Keywords: Citation Matrix, Corrected Covered Area, Meta-review, Overlap, Overview

Introduction

As primary research as well as systematic reviews and meta-analyses grow exponentially each year, the need to systematically synthesize the evidence base by conducting a meta-review has grown as well (also known as an overview or review of reviews; as argued elsewhere,1 the term “meta-review” has the advantage of being relatively precise as the term literally means “review of reviews”; in contrast, “overview” could refer to a large number of possibilities).2,3 Meta-reviews can serve several purposes, including to compare and contrast the findings from systematic reviews and to provide a summary of the evidence and the quality of the evidence across these reviews.1,4,5 Along with the rapid growth of meta-reviews, there are numerous methodological tools and considerations, many of which are still in the early phases of development or for which there are no established guidelines.6-8 Overlap of the primary-level studies in meta-reviews is one such area for consideration, and an important one for evidence synthesis methodologists because it concerns the potential for non-independence in the primary studies across similar reviews. The extent to which systematic reviews in a particular domain include the same studies varies widely, depending on many factors.1,9 On the one hand, if reviews address similar questions with similar methods and integrate largely the same primary-level studies’ results, then their review conclusions should not differ. On the other hand, to the extent that different reviews summarize different primary studies, or use different methods, then it is understandable that their conclusions will differ. In a meta-review, both instances – review conclusion similarity and review conclusion discrepancy – occur and it is typically the task of the meta-reviewer to identify why reviews agree or disagree on important findings. To do so, meta-reviewers must first understand to what degree the underlying reviews sampled the same primary studies by examining how much study overlap occurs across included reviews.

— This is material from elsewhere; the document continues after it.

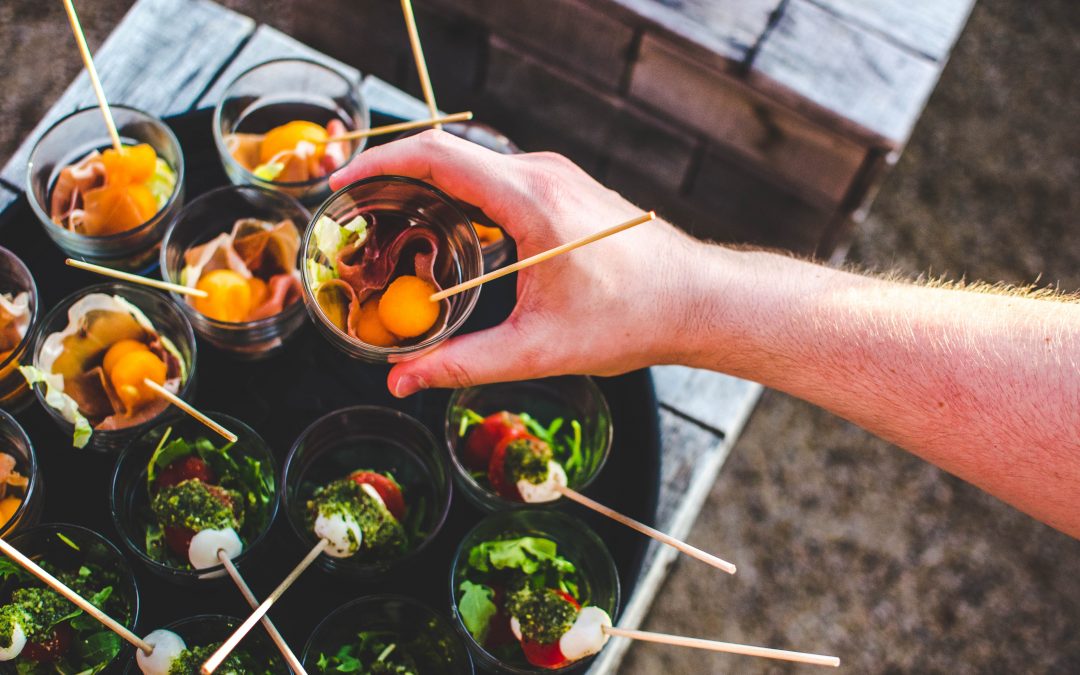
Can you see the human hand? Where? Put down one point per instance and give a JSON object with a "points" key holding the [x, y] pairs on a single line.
{"points": [[611, 307]]}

Several efforts to address overlap have been suggested,6,7 including removing some reviews (to reduce or totally remove overlap) or by assessing and documenting the degree of overlap (which can be calculated via the Corrected Covered Area, CCA).10 These suggestions do not, however, detail ways that reviewers should address overlap for subgroups of outcomes in a meta-review, nor do they address how overlap assessment can be an important diagnostic tool at a meta-reviewer’s disposal, one which enables further inferences about the underlying body of research. Furthermore, we recommend that meta-review teams do more with the issue of non-independence via overlap than simply estimating and reporting the CCA. Specifically, this article aims to provide concrete guidance on these issues by outlining five steps to take in overlap assessment and discussing potential challenges reviewers will encounter. We also provide an empirical example of primary study overlap resulting from a recently conducted meta-review.11 In providing this guidance, we are focusing on the case of meta-reviews that sample systematic reviews that include meta-analyses, although many of our conclusions may be generalized as well to other forms of meta-reviews. Our discussion of meta-reviews primarily focuses on a narrative approach to reviewing, and as such, it should be distinguished from current statistical approaches to pool data drawn from prior meta-analyses. One, first-order meta-analysis pools individual studies’ effect sizes; the second pools estimates drawn from meta-analyses of individual study effects, respectively.12 In these cases, overlap would be a disadvantage for the reason we have stated in the text, because it over-weights the over-sampled studies (unless somehow controlled statistically).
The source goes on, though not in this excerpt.